Why Markets Fail?

We can give two different interpretations of the conditions required for effi­ciency. The first stresses that competitive markets work. It also tells us that we ought to ensure that the prerequisites for competition hold, so that resources can be efficiently allocated. The second stresses that the prerequisites for competi­tion are unlikely to hold. It tells us that we ought to concentrate on ways of deal­ing with market failures. Thus far we have focused on the first interpretation. For the remainder of the book, we concentrate on the second.

Competitive markets fail for four basic reasons: market power, incomplete infor­mation, externalities, and public goods. We will discuss each in turn.

1. Market Power

We have seen that inefficiency arises when a producer or supplier of a factor input has market power. Suppose, for example, that the producer of food in our Edgeworth box diagram has monopoly power. It therefore chooses the output quantity at which marginal revenue (rather than price) is equal to marginal cost and sells less output at a price higher than it would charge in a competitive market. The lower output will mean a lower marginal cost of food production. Meanwhile, the freed-up production inputs will be allocated to produce clothing, whose mar­ginal cost will increase. As a result, the marginal rate of transformation will decrease because MRTFC = MCf/MCc. We might end up, for example, at A on the production possibilities frontier in Figure 16.9. Producing too little food and too much clothing is an output inefficiency because firms with market power use different prices in their output decisions than consumers use in their consumption decisions.

A similar argument would apply to market power in an input market. Suppose that unions gave workers market power over the supply of their labor in the production of food. Too little labor would then be supplied to the food industry at too high a wage (wF) and too much labor to the clothing industry at too low a wage (wc). In the clothing industry, the input efficiency conditions would be satisfied because MRTSck = wc/r. But in the food industry, the wage paid would be greater than the wage paid in the clothing industry. Therefore, MRTSLk = wF/r > wc/r = MRTSx;K. The result is input inefficiency because efficiency requires that the marginal rates of technical substitution be equal in the production of all goods.

2. Incomplete Information

If consumers do not have accurate information about market prices or product quality, the market system will not operate efficiently. This lack of information may give producers an incentive to supply too much of some products and too little of others. In other cases, while some consumers may not buy a product even though they would benefit from doing so, others buy products that leave them worse off. For example, consumers may buy pills that guarantee weight loss, only to find that they have no medical value. Finally, a lack of information may prevent some markets from ever developing. It may, for example, be impos­sible to purchase certain kinds of insurance because suppliers of insurance lack adequate information about consumers likely to be at risk.

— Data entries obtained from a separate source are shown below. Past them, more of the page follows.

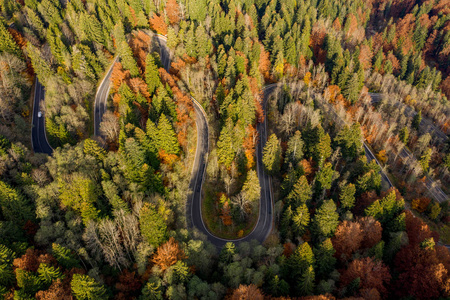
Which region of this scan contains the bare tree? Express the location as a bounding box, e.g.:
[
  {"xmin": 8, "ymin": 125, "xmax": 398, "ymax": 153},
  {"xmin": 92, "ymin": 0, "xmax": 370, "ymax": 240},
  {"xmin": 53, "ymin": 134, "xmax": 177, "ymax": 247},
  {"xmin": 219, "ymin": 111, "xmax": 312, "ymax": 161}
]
[{"xmin": 100, "ymin": 111, "xmax": 120, "ymax": 142}]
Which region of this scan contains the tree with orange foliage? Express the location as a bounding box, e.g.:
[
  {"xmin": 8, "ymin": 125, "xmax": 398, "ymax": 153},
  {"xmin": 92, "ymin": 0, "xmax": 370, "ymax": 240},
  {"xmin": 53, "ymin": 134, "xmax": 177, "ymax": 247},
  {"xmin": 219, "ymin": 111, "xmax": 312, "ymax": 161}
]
[
  {"xmin": 331, "ymin": 221, "xmax": 364, "ymax": 261},
  {"xmin": 259, "ymin": 45, "xmax": 270, "ymax": 82},
  {"xmin": 228, "ymin": 284, "xmax": 264, "ymax": 300},
  {"xmin": 340, "ymin": 257, "xmax": 391, "ymax": 297},
  {"xmin": 110, "ymin": 62, "xmax": 131, "ymax": 93},
  {"xmin": 152, "ymin": 237, "xmax": 187, "ymax": 271},
  {"xmin": 358, "ymin": 45, "xmax": 373, "ymax": 70},
  {"xmin": 116, "ymin": 269, "xmax": 142, "ymax": 299},
  {"xmin": 35, "ymin": 279, "xmax": 75, "ymax": 300},
  {"xmin": 149, "ymin": 13, "xmax": 167, "ymax": 35},
  {"xmin": 411, "ymin": 197, "xmax": 431, "ymax": 213},
  {"xmin": 405, "ymin": 210, "xmax": 439, "ymax": 245},
  {"xmin": 166, "ymin": 0, "xmax": 180, "ymax": 25},
  {"xmin": 358, "ymin": 217, "xmax": 383, "ymax": 248},
  {"xmin": 395, "ymin": 244, "xmax": 449, "ymax": 299}
]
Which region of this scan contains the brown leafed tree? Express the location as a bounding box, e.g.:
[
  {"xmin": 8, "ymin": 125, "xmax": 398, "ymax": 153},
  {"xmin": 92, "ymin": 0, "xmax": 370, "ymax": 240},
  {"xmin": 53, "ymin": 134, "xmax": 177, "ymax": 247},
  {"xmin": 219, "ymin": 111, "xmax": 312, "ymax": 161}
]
[
  {"xmin": 394, "ymin": 244, "xmax": 448, "ymax": 299},
  {"xmin": 35, "ymin": 279, "xmax": 74, "ymax": 300},
  {"xmin": 166, "ymin": 0, "xmax": 180, "ymax": 25},
  {"xmin": 340, "ymin": 257, "xmax": 391, "ymax": 297},
  {"xmin": 358, "ymin": 217, "xmax": 383, "ymax": 248},
  {"xmin": 149, "ymin": 14, "xmax": 167, "ymax": 35},
  {"xmin": 228, "ymin": 284, "xmax": 264, "ymax": 300},
  {"xmin": 332, "ymin": 221, "xmax": 363, "ymax": 261},
  {"xmin": 153, "ymin": 237, "xmax": 186, "ymax": 271}
]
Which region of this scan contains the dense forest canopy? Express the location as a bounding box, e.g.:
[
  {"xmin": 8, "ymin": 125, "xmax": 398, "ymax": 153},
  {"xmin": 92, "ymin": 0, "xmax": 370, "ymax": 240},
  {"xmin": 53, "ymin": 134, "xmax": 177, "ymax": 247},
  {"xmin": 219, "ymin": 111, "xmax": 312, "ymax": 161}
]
[{"xmin": 0, "ymin": 0, "xmax": 450, "ymax": 300}]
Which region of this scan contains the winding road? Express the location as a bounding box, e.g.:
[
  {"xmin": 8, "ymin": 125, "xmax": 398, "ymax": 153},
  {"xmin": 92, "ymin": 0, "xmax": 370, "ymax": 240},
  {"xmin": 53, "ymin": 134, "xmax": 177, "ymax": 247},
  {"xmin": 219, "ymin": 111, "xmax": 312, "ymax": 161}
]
[
  {"xmin": 31, "ymin": 77, "xmax": 53, "ymax": 155},
  {"xmin": 94, "ymin": 35, "xmax": 275, "ymax": 248}
]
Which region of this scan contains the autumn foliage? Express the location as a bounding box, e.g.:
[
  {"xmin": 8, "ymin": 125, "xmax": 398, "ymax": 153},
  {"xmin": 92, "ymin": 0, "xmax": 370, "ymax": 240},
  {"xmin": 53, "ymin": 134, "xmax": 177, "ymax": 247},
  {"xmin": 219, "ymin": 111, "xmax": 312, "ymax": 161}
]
[
  {"xmin": 340, "ymin": 257, "xmax": 391, "ymax": 296},
  {"xmin": 149, "ymin": 14, "xmax": 167, "ymax": 35},
  {"xmin": 152, "ymin": 237, "xmax": 186, "ymax": 271}
]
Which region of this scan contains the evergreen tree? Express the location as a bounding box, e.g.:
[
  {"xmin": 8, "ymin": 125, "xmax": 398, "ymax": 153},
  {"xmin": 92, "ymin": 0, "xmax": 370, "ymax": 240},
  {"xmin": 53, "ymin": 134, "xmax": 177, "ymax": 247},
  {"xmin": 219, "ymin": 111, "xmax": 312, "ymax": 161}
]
[
  {"xmin": 0, "ymin": 181, "xmax": 36, "ymax": 227},
  {"xmin": 0, "ymin": 17, "xmax": 22, "ymax": 57},
  {"xmin": 292, "ymin": 204, "xmax": 310, "ymax": 236},
  {"xmin": 335, "ymin": 123, "xmax": 363, "ymax": 160},
  {"xmin": 37, "ymin": 263, "xmax": 64, "ymax": 288},
  {"xmin": 217, "ymin": 118, "xmax": 235, "ymax": 168},
  {"xmin": 242, "ymin": 170, "xmax": 261, "ymax": 203},
  {"xmin": 316, "ymin": 162, "xmax": 338, "ymax": 192},
  {"xmin": 314, "ymin": 238, "xmax": 336, "ymax": 278},
  {"xmin": 339, "ymin": 183, "xmax": 356, "ymax": 210},
  {"xmin": 52, "ymin": 244, "xmax": 80, "ymax": 270},
  {"xmin": 145, "ymin": 53, "xmax": 161, "ymax": 95},
  {"xmin": 70, "ymin": 274, "xmax": 108, "ymax": 300},
  {"xmin": 312, "ymin": 200, "xmax": 339, "ymax": 237},
  {"xmin": 284, "ymin": 130, "xmax": 303, "ymax": 166},
  {"xmin": 298, "ymin": 266, "xmax": 316, "ymax": 296},
  {"xmin": 262, "ymin": 134, "xmax": 281, "ymax": 174},
  {"xmin": 139, "ymin": 203, "xmax": 168, "ymax": 248},
  {"xmin": 0, "ymin": 244, "xmax": 15, "ymax": 287},
  {"xmin": 157, "ymin": 114, "xmax": 180, "ymax": 155},
  {"xmin": 412, "ymin": 110, "xmax": 422, "ymax": 130},
  {"xmin": 286, "ymin": 176, "xmax": 312, "ymax": 207},
  {"xmin": 398, "ymin": 126, "xmax": 409, "ymax": 145},
  {"xmin": 419, "ymin": 148, "xmax": 433, "ymax": 173}
]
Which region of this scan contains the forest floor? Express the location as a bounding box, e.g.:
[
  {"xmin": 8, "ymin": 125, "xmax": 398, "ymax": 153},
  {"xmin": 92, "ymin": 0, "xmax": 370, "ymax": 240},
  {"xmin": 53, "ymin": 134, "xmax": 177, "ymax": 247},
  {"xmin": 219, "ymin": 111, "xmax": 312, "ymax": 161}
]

Each of these informational problems can lead to competitive market ineffi­ciency. We will describe informational inefficiencies in detail in Chapter 17 and see whether government intervention might help to reduce them.

3. Externalities

The price system works efficiently because market prices convey information to both producers and consumers. Sometimes, however, market prices do not reflect the activities of either producers or consumers. There is an externality when a consumption or production activity has an indirect effect on other con­sumption or production activities that is not reflected directly in market prices. As we explained in Section 9.2 (page 323), the word externality is used because the effects on others (whether benefits or costs) are external to the market.

Suppose, for example, that a steel plant dumps effluent in a river, thus mak­ing a recreation site downstream unsuitable for swimming or fishing. There is an externality because the steel producer does not bear the true cost of wastewater and so uses too much wastewater to produce its steel. This externality causes an input inefficiency. If this externality prevails throughout the industry, the price of steel (which is equal to the marginal cost of production) will be lower than if the cost of production reflected the effluent cost. As a result, too much steel will be produced, and there will be an output inefficiency.

We will discuss externalities and ways to deal with them in Chapter 18.

4. Public Goods

The last source of market failure arises when the market fails to supply goods that many consumers value. A public good can be made available cheaply to many consumers, but once it is provided to some consumers, it is very difficult to prevent others from consuming it. For example, suppose a firm is considering whether to undertake research on a new technology for which it cannot obtain a patent. Once the invention is made public, others can duplicate it. As long as it is difficult to exclude other firms from selling the product, the research will be unprofitable.

Markets therefore undersupply public goods. We will see in Chapter 18 that government can sometimes resolve this problem either by supplying a good itself or by altering the incentives for private firms to produce it.